Biplane crop duster over an American soybean field, 2010. Photograph by Ken Hammond, U.S. Department of Agriculture.

Biplane crop duster over an American soybean field, 2010. Photograph by Ken Hammond, U.S. Department of Agriculture.

The weather finally turned crisper in the Northeast thanks to cooler air moving into the region from Canada.

I hope it didn’t have to pay a tax at the border or maybe surrender its son, Cool Air Jr.

You have to worry about everything and everyone crossing the American borders these days. On Friday, President Donald J. Trumpet imposed tariffs of 25 percent on 800 Chinese goods coming into the U.S. while China imposed tariffs on soybeans, corn and pork, which hurts American farmers, who largely went for Trump in the last election. Talk about cutting off your nose to spite your face.

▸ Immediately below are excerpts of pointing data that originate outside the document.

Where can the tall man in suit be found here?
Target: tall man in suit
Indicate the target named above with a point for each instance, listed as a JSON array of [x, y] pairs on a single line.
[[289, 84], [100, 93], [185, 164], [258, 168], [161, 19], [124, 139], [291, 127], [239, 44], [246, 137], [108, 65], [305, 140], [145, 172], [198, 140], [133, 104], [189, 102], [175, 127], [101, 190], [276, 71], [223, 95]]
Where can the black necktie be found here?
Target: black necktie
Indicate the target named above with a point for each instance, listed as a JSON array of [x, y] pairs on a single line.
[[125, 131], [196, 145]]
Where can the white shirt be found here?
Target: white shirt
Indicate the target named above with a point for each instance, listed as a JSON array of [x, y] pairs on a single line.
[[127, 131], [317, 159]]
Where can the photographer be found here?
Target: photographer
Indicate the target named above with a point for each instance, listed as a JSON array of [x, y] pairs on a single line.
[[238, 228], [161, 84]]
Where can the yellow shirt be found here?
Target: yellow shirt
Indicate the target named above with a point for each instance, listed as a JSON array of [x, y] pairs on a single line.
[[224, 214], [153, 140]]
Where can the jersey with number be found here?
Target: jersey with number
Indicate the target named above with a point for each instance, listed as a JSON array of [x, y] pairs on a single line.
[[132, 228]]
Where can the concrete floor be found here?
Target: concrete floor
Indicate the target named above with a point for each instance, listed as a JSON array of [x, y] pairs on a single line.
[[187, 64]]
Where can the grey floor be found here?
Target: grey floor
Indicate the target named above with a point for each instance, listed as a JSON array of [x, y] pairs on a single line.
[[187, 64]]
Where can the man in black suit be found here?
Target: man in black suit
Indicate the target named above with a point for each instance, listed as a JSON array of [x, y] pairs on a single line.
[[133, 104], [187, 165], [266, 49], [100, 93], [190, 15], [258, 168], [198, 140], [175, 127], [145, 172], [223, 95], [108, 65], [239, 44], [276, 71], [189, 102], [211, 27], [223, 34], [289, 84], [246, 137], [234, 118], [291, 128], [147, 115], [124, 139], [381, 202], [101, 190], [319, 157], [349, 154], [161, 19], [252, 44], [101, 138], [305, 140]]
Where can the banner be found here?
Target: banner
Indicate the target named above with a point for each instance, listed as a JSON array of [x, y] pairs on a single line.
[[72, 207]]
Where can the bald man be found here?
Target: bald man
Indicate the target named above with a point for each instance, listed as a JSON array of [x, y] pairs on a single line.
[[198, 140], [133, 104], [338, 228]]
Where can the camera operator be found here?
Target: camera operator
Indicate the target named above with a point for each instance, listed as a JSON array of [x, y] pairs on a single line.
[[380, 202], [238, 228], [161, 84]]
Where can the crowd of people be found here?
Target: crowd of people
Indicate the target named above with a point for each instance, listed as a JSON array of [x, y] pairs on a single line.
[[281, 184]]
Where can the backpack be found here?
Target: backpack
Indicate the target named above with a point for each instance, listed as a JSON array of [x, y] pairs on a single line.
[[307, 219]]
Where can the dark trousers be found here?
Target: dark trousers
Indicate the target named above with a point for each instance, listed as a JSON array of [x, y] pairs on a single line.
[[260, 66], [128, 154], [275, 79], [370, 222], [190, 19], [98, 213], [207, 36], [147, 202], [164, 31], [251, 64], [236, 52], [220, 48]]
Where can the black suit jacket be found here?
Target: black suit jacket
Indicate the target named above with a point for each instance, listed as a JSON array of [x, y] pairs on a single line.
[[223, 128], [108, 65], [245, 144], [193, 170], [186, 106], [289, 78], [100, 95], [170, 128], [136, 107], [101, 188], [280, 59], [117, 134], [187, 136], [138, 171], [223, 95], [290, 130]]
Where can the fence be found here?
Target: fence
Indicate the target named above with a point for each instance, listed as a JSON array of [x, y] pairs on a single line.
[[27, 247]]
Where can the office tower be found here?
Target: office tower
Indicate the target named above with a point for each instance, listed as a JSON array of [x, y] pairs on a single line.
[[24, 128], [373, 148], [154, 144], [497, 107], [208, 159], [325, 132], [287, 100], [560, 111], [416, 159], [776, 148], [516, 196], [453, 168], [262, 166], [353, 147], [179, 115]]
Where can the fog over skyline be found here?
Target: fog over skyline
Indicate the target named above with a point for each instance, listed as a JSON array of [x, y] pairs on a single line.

The fact is that the world is, as someone put it to me so wisely recently, “a large place that returns small.” The connection between local economies and the global one is so strong that everything has a ripple effect, particularly on jittery Wall Street. But there’s something else to consider, David Honig, an attorney who teaches negotiations at Indiana University, told the “PBS NewsHour’s” Amna Nawaz on Friday:

“So, what we see is, we not only see damage to American farmers, because they’re not able to sell their soybeans, but what happened next is, China bought their soybeans from Russia. They tripled their purchases from Russia.

“The ripple effect beyond that is not only is Russia now buying soybeans, selling soybeans and American farmers are losing them, but Russia is now getting hard currency. So, if you go outside trade and look at America’s ability to project its power, now sanctions are going to be less effective, because our sanctions addressed at Russia go to limiting their availability for hard currency, and we put them in a situation where they can get more of that from China.”

I don’t think Trump cares. He’s probably happy for Russia and his pal Putin.

Indeed, he seems to be more interested in Putin than in the economic fate of the people who voted for him, let alone the rest of America.